Panel A illustrates the distribution of the shadow-banking activities that this chapter will discuss, i.e., RPTs. Compared with the amounts of intercorporate loans inferred from “other receivables” items (G. Jiang et al., 2010b), the amounts of realized RPTs are much larger, albeit across fewer observations. Across more than 27,000 firm-year observations, 25% involve intercorporate loans, 40% have internal guarantees, 77% have operational tunneling transactions, and 99.9% contain other receivables. In terms of mean size, RPT loans are not far from RPT guarantees and represent approximately half of operational RPTs; however, the median size of guarantees is three times that of intercorporate loans and operations. The totals for all RPT item categories are at least 4 times larger than that for other receivables. The operational RPTs category also has the largest standard deviation among all the RPT variables. These results demonstrate that the distributions of all RPT variables are very skewed, and thus they require log-transformation. In addition, RPT flows to financial firms are twice as large as direct transfers to real-estate firms, which demonstrates a preference for acting in the role of shadow bank rather than being directly involved in a specific industry.

Panel B summarizes the basic characteristics of Chinese listed firms. On average, they present higher levels of cash resources, at 26.5% (16% at median) of total assets, than of external financing, which only accounts for 14% of total assets (7% at median). The firms utilize their financing channels to invest 8% of their value in long-term assets (CAPEX), which yields a 6% return on assets for the investors. These create market value that is 7 times the size of book value. In terms of loan size, interestingly, the amount of new borrowing is close to the total debt at both the mean and the median, but net borrowing after repayment represents less than 1/10 of new borrowing at the mean and 1/20 at the median. This implies that many listed firms survive on new loans to replace the old ones.

2.6.5 T-test comparison

The t-test of the differences between the two intervals in table 2.1 assesses fundamental changes in the key variables before and after the credit supply boom in 2008. Shadow-banking behaviors through corporate tunneling explode across all dimensions in panel A.

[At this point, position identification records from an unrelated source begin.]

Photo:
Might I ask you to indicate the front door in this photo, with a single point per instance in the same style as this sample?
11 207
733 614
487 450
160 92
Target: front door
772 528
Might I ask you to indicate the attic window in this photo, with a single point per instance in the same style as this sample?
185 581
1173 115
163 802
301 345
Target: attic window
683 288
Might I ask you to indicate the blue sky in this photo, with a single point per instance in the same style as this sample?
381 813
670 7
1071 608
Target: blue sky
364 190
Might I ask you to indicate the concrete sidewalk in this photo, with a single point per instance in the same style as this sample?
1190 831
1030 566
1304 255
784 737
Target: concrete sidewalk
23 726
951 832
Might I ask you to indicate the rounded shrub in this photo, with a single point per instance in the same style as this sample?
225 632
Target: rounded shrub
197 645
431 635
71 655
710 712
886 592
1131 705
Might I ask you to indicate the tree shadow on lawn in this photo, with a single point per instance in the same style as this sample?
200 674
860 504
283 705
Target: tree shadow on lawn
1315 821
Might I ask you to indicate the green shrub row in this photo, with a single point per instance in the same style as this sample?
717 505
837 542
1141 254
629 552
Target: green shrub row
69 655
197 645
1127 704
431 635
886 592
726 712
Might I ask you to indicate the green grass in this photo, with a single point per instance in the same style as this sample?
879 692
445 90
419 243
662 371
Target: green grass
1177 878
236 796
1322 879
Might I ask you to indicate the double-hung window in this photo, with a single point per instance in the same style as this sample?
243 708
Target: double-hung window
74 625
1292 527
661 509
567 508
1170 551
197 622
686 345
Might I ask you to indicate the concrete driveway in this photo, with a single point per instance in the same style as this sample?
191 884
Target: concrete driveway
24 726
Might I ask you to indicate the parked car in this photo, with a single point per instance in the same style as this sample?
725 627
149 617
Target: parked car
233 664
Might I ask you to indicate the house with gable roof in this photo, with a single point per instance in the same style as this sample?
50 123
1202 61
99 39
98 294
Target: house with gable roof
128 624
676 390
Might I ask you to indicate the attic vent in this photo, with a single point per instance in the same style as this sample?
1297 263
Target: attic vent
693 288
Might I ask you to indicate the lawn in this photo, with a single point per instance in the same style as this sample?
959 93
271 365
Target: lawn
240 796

Except operational RPTs and other receivables, intercorporate activities after 2008 are at least double the amount before 2008. All firm variables in panel B increase significantly.

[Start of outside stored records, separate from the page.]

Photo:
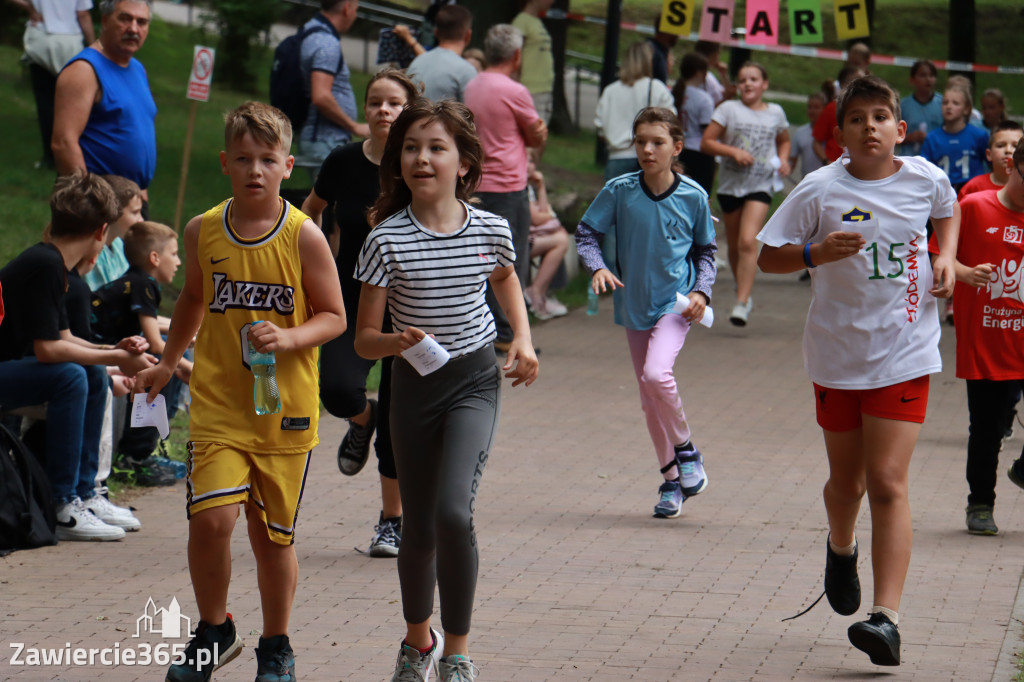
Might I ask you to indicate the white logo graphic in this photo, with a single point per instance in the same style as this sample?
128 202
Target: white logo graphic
1006 282
163 622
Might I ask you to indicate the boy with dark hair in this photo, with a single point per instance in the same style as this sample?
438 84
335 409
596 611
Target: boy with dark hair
112 262
871 336
258 274
42 361
128 306
989 318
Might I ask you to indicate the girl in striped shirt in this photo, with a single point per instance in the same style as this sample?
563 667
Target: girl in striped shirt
429 262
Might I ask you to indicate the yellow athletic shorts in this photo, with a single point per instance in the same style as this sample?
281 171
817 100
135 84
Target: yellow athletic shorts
220 475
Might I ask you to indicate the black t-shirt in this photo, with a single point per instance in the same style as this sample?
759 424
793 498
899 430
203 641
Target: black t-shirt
117 305
78 301
34 288
350 182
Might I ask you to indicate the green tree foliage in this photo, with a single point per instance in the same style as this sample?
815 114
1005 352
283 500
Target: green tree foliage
240 25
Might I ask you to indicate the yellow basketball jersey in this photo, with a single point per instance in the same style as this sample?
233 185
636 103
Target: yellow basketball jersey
245 281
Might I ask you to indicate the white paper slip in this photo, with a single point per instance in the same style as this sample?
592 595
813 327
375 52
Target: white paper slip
683 304
150 414
426 356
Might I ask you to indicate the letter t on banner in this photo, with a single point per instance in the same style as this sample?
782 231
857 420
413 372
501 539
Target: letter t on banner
716 25
851 19
677 16
805 22
762 22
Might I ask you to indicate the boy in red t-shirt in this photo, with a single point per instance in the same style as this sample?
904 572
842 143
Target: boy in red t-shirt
1001 143
989 326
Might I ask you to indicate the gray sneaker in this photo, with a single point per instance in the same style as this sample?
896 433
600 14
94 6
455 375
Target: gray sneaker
458 669
415 667
387 538
980 521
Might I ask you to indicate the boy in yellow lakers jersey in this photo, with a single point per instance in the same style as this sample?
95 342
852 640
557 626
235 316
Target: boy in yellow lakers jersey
253 257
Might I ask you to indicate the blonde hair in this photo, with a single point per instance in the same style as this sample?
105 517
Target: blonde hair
266 124
143 239
636 64
81 204
954 85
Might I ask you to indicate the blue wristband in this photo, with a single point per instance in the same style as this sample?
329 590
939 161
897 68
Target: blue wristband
807 255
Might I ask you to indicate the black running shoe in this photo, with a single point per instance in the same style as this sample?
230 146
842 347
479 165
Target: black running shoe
210 647
879 638
1015 473
274 659
354 448
842 584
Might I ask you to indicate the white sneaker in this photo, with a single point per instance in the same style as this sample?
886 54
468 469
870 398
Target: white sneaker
110 513
457 669
77 522
415 667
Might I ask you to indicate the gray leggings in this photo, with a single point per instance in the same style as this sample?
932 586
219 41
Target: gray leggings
442 427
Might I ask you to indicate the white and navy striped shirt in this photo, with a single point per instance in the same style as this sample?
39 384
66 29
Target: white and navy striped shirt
436 282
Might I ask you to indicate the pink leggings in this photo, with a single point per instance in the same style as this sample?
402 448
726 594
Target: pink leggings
653 353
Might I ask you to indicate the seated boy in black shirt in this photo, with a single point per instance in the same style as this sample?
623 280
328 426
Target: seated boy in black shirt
129 305
42 361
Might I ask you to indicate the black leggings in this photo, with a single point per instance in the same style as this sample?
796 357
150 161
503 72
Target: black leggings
989 406
343 385
448 422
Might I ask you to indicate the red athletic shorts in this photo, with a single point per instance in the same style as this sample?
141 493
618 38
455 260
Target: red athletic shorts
841 410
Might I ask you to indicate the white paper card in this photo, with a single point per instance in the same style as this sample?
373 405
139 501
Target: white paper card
683 303
426 356
150 414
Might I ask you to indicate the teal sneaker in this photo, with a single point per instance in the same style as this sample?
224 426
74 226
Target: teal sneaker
458 669
671 503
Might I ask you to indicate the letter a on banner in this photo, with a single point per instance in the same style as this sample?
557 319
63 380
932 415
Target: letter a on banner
762 22
677 16
851 19
805 22
716 25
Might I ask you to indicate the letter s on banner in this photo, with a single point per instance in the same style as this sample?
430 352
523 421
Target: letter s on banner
677 16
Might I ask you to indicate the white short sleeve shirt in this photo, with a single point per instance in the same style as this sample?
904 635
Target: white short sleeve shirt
871 322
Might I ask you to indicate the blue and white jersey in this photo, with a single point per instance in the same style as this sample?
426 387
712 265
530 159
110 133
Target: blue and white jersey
961 156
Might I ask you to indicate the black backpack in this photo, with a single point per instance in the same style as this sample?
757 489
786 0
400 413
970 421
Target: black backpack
27 515
288 87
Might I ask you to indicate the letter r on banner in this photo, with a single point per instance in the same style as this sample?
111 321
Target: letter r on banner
851 19
762 22
677 16
716 25
805 22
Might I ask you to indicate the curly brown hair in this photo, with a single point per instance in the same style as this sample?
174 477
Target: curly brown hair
458 121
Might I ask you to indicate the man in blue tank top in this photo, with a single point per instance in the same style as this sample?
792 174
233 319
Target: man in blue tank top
103 117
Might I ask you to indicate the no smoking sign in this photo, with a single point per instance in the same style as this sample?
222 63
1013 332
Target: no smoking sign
202 74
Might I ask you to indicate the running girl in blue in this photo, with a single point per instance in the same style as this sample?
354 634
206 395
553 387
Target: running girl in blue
665 244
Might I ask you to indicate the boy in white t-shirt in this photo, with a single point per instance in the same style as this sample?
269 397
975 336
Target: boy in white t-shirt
871 336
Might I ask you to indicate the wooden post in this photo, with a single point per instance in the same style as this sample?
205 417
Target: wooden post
186 155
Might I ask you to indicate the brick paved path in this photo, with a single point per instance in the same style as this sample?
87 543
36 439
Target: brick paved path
578 582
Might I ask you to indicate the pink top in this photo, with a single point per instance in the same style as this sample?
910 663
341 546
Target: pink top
503 110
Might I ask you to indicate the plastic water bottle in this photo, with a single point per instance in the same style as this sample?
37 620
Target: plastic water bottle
266 397
592 301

While the size of firms enlarges almost threefold after 2008, leverage still increases by 4%

and translates to 11% more cash, 1% more investment, a 2% higher ROA and a 64% higher market-to-book ratio. Meanwhile, it also pushes up the KZ index, which measures the possibility of bankruptcy, and it raises default risk. Due to the level of competition in the banking industry after the policy change, the sizes of all loan categories almost triple, and average interest rates also rise by 5% in panel C. The tables with the summary statistics and t-tests of the two intervals vividly portray the rapid explosion in the financing market, which in turn activates a burgeoning market in shadow banking transactions. Moreover, in panel D, the competitiveness of the banking industry measured by the Herfindahl-Hirschman Index (HHI) decreases across the board, whether the market share of banks

is defined by their total assets, total loans or net loans. This offers evidence in support of prediction 1 in section 2.5.3 that the level of competitiveness in the banking sector increases significantly.